Yale University

In Memoriam

John Douglas Bell

December 3, 1942 – December 4, 1998


John Bell
1964 graduation

John Bell, born in St. Paul, came to Yale from Portland, OR. He was active in the Yale Chess Club, serving as its captain and president. He stayed on for an M.A. in history, then earned a Ph.D. at Princeton.

He married Susan Ellen Woods and together they had three children, Kimberly, Courtney, and Tamsin. His wife died in 1986. He was survived by a second wife, Judith, and her child Lindsey Ann Court.

Bell served as professor of history at the University of Maryland – Baltimore County. The Princeton University Press published his Peasants in Power in 1977. The Slavic Review published his article "Giving Birth to the New Soviet Man: Politics and Obstetrics in the USSR" in 1981. And the Hoover Institution Press published The Bulgarian Communist Party in 1986.

The high quality and high volume of Bell's work earned him a position of leadership in Bulgarian studies. He served as director of the Bulgarian area studies program for the Foreign Service Institute of the U.S. Department of State, directing the training of diplomats who were to be stationed in the Balkans. He was president of the Bulgarian Studies Association from 1988-92, and was an official observer of the June 1990 Bulgarian elections.
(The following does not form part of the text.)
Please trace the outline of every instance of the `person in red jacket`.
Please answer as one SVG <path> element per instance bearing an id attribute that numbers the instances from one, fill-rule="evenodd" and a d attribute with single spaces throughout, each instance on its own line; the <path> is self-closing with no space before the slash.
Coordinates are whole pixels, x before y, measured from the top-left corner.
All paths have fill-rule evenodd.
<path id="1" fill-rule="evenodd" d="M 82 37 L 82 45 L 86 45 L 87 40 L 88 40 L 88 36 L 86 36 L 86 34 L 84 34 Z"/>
In 1984 the Bulgarian State Council awarded him the "1300 Year—Bulgaria" medal for "service to Bulgarian studies."

Shortly before his death, in a characteristically generous gesture, Bell announced his intention to endow the department's Maas Prize, named for a colleague who also had died tragically and young. The prize is awarded annually to the outstanding undergraduate history student. The Maas Prize has been renamed the Bell-Maas Prize.